Mackereth et al. [50] describe the patients’ frustration for their family members’ inability to understand their fatigue, instead this aspect did not emerge from our study. In fact, our patients said that it was very important to be with their family members and friends, because they felt understood and supported by them. The nurses also thought that the family’s support was very important for these patients and underlined their willingness to listen to their requests and observations, and involve them in the care process. Therefore, the involvement of family members (and/or friends) in the management of this symptom over time appears to be a relevant aspect.

Limitations

This study has some limitations that need to be considered. Firstly, this was a monocentric study linked to a specific context, therefore the results should be interpreted in the light of this. Furthermore, we did not calculate the sample size for the quantitative data. Secondly, the patients’ records were very difficult to consult because data were fragmented and not easy to find, therefore some relevant data may have been missed. Moreover, it is likely that the nurses did not report all the measures they adopted to manage fatigue and the paucity of reported interventions could be the consequence of this. Finally, only 22 patients responded to the BFI questionnaire at discharge, and only 20 patients responded to the questionnaire about perceived nursing care received to deal with their fatigue, and this may have limited our results.

Implications for clinical practice and nursing

Despite fatigue is a widespread symptom and its impact on cancer patients is significant, it still tends to be underestimated by health professionals. As suggested by the participants of this study, to bridge this gap it is necessary to raise major awareness in health professionals and increase their knowledge about fatigue, as well as their ways of treating it. With regard to health professionals’ awareness, it could be helpful to reflect together with them on the results of the present study (as well as other studies), thus simulating a reflective thinking approach. Instead, with regard to health professionals’ knowledge, it would be appropriate to conduct specific interprofessional educational sessions on fatigue, and to take into account the patients’ indications (i.e. having appropriate advice and being supported in their motivation).

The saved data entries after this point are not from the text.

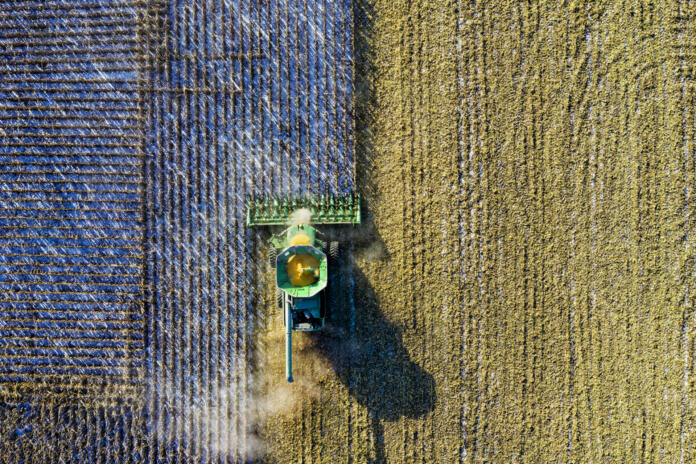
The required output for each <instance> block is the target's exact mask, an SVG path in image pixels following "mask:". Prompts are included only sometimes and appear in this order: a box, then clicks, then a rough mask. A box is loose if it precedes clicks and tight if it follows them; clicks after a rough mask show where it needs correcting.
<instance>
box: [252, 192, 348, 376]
mask: <svg viewBox="0 0 696 464" xmlns="http://www.w3.org/2000/svg"><path fill="white" fill-rule="evenodd" d="M246 222H247V226H286V227H287V228H286V229H284V230H282V231H281V232H278V233H277V234H274V235H273V236H271V238H270V240H269V245H270V256H269V262H270V265H271V267H272V268H273V269H275V274H276V286H277V288H276V299H277V303H278V307H279V308H281V309H282V310H283V326H284V327H285V375H286V378H287V380H288V382H292V381H293V379H292V331H293V330H299V331H302V332H310V331H315V330H321V329H322V328H323V327H324V319H325V317H326V286H327V284H328V268H329V264H330V263H331V264H333V263H335V262H336V259H337V258H338V253H339V243H338V242H335V241H332V242H328V241H326V240H324V239H323V237H324V234H322V233H321V232H320V231H319V230H318V229H316V228H315V227H314V226H315V225H317V224H360V195H359V194H357V195H342V196H329V195H323V196H317V197H312V198H280V197H272V198H265V199H262V198H256V197H252V198H251V199H250V200H249V204H248V209H247V219H246Z"/></svg>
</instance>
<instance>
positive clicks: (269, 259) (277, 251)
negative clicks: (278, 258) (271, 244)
mask: <svg viewBox="0 0 696 464" xmlns="http://www.w3.org/2000/svg"><path fill="white" fill-rule="evenodd" d="M277 257H278V250H276V249H275V247H271V249H270V250H269V251H268V264H269V265H270V266H271V269H275V262H276V258H277Z"/></svg>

With regard to nurses’ practice, the various phases of the nursing process need to be improved, starting from the assessment, to the interventions, multi-professional collaboration and outcome evaluation. Once all these aspects have been clarified and negotiated, they could constitute a specific guideline to be implemented within the health organization and then periodically updated.

Conclusions

When comparing the perceptions of the patients with those of the nurses who were caring for them, we identified some interesting aspects that could be used to change health professionals’ approach to the way they manage fatigue, in addition to what the literature recommends.

The patients adopted various personal strategies that helped them cope with fatigue, but they also suggested to the nurses some possible interventions that could be helpful for them. On the other hand, nurses could gain important knowledge from scientific evidence and by listening to their patients and improve the effectiveness of their professional practice. Reviewing and discussing these data together with the team of health professionals that produced them, could help them become more aware of the issues related to fatigue and facilitate the change process within their organization.